私達は、月読とプティに乗って移動を再開する。真っ直ぐ森の中を進んで行く。すると、二十分程で、エリアが変わった。その証拠に、私達の目の前がピンク色に染まる。
「うわぁ……」
「すごい……」
ミザリーとソルが声を出して感動している。シエルとメレも声には漏らさないけど、感動していた。私の後ろにいるネロも目を輝かせて、月読の上で立っている。危ないからやめて欲しい……
「一面桜ばかりだね」
「すごい景色にゃ。でも、こんな桜の森の中に、街があるのかにゃ?」
「一応、地図の上ではそうなっているよ。このまま真っ直ぐ行けば着くはずだけど」
地図では分からなかったけど、このエリアは桜の森みたいだ。その中央付近に街があると書いてあるから、真っ直ぐ進んで行けばあるはず。多分だけど。私達は、景色を楽しみつつ先に進んで行った。
「ねぇ、何か変じゃない?」
シエルが、何かに気が付いたみたいでそう言った。
「変って?」
私は、何を言っているのか分からなくて、聞き返した。
「気配感知に何も引っかからなくない? 前みたいに舗装されているところを走っているならまだしも、森の中を突き進んでいるんだよ? そこら辺にいるゾンビが引っかかってもおかしくはないと思うんだけど」
気配感知を持っていないメレ以外が、気配感知に集中する。すると、メレの言った通り、気配を感じなかった。
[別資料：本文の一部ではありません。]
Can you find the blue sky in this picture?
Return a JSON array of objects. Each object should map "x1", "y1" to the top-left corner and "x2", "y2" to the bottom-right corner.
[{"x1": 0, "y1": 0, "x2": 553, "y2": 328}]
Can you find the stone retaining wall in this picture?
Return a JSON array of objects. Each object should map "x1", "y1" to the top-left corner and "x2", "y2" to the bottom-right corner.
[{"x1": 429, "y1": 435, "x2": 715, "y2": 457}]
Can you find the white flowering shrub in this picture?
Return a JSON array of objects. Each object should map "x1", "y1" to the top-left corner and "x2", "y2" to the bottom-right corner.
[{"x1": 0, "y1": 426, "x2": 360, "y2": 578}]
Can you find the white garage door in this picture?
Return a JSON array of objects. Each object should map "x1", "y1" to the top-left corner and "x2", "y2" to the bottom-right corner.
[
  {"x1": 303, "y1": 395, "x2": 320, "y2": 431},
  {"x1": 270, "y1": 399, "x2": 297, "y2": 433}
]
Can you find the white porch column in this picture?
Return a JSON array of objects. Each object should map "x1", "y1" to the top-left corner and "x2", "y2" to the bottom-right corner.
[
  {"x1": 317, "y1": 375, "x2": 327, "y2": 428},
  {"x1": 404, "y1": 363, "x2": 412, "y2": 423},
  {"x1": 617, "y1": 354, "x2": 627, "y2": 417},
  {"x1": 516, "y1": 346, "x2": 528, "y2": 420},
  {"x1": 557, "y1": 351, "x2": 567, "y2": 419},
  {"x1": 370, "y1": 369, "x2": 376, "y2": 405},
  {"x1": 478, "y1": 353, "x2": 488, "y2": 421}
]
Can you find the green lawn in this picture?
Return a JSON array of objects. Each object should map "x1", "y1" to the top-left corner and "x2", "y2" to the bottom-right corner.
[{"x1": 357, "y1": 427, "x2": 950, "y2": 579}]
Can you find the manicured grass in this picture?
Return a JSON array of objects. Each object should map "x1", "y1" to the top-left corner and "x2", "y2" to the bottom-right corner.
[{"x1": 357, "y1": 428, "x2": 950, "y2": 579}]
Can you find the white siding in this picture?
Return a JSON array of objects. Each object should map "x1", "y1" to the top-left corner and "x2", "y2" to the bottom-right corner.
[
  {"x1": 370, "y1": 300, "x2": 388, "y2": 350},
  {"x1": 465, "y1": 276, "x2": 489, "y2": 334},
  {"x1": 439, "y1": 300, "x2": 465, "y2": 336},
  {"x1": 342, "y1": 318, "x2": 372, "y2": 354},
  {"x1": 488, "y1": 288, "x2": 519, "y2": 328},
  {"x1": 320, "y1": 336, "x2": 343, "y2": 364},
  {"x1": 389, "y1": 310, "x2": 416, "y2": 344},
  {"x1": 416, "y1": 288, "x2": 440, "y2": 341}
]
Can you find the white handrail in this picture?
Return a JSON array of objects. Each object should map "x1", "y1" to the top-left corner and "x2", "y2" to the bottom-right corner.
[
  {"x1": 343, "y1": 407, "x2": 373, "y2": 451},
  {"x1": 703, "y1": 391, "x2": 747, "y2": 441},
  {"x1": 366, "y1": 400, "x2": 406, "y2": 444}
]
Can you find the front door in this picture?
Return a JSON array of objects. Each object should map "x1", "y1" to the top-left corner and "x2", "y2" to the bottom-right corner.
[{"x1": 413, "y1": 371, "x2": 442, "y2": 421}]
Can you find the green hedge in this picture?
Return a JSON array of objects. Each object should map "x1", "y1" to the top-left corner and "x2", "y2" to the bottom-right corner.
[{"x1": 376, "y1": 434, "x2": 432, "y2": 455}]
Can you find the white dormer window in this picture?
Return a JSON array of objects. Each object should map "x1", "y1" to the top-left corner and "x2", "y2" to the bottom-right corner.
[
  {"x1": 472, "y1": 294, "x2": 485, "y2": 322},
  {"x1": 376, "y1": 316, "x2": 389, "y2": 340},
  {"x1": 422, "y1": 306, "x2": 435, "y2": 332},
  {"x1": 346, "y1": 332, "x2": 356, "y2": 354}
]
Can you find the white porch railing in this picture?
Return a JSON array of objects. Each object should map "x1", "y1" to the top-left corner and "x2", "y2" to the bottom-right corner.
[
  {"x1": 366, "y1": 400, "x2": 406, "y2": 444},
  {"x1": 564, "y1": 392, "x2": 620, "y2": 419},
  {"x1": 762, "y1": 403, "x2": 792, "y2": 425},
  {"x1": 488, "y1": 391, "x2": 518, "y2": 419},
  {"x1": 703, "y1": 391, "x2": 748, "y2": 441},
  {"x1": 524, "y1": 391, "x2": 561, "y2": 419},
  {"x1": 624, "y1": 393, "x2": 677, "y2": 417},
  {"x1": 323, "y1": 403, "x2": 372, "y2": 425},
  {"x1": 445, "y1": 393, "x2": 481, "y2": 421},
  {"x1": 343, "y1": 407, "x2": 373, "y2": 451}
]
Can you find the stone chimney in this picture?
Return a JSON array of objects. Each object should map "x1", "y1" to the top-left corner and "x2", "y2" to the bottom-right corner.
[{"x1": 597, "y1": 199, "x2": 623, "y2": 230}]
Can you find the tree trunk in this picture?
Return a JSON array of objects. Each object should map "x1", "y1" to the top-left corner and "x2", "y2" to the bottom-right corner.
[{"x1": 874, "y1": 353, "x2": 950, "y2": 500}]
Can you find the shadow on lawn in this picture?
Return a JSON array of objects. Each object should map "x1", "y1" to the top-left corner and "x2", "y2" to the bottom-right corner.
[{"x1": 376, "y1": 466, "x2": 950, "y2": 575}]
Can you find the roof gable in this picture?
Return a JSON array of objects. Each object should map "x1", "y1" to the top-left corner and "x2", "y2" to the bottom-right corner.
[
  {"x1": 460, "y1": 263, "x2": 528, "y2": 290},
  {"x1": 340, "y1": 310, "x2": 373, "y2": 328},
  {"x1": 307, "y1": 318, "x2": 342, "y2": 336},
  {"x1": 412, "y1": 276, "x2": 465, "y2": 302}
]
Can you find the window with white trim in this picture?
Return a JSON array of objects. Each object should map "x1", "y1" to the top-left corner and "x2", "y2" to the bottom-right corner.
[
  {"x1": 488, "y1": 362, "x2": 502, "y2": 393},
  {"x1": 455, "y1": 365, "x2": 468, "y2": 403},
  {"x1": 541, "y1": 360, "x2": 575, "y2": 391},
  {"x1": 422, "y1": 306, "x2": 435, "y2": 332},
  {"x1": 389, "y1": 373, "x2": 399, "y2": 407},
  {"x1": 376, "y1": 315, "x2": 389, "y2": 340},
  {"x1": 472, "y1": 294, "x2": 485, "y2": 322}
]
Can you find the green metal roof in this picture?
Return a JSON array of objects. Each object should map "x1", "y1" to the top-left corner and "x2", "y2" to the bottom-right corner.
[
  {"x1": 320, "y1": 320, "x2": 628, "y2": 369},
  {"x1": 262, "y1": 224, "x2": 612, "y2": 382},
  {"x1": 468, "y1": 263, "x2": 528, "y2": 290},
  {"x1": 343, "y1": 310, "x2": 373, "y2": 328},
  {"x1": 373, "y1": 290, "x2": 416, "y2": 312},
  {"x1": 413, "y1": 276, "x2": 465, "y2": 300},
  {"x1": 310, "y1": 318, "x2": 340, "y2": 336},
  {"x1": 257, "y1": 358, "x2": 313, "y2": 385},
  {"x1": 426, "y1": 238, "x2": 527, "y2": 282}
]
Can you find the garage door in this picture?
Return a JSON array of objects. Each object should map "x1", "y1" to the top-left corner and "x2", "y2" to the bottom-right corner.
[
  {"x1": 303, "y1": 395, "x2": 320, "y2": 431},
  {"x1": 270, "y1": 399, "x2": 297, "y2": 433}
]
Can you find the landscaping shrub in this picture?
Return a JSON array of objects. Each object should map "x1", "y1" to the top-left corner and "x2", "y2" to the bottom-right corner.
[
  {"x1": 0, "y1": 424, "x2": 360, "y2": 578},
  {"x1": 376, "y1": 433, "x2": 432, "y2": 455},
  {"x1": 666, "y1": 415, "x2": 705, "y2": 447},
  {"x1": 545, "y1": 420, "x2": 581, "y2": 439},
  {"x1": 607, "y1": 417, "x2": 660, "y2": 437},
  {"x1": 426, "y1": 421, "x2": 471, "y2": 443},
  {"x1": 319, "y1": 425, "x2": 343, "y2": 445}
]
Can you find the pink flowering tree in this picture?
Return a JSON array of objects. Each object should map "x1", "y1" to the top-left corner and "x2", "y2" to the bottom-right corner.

「本当だ。何も感じない。でも、そんな時もあるんじゃない?」
私が気楽にそう言った瞬間、私にしがみつくネロの力が強くなった。
「どうしたの?」
そう言いながら振り向くと、ネロが脂汗をかいて震えていた。
「ネロ?」
「ヤバイにゃ……」
「え?」
「ヤバイのが来るにゃ!! 右に曲がって速度を上げるにゃ!!」
ネロの言葉に、私とプティが瞬時に反応して、右折して速度を上げた。サイドミラーで背後を確認すると、桜の木々の間から、恐ろしいものが見えた。こっちに移動してくる巨大な骸骨。このエリア全体のボスである餓者髑髏の襲来だ。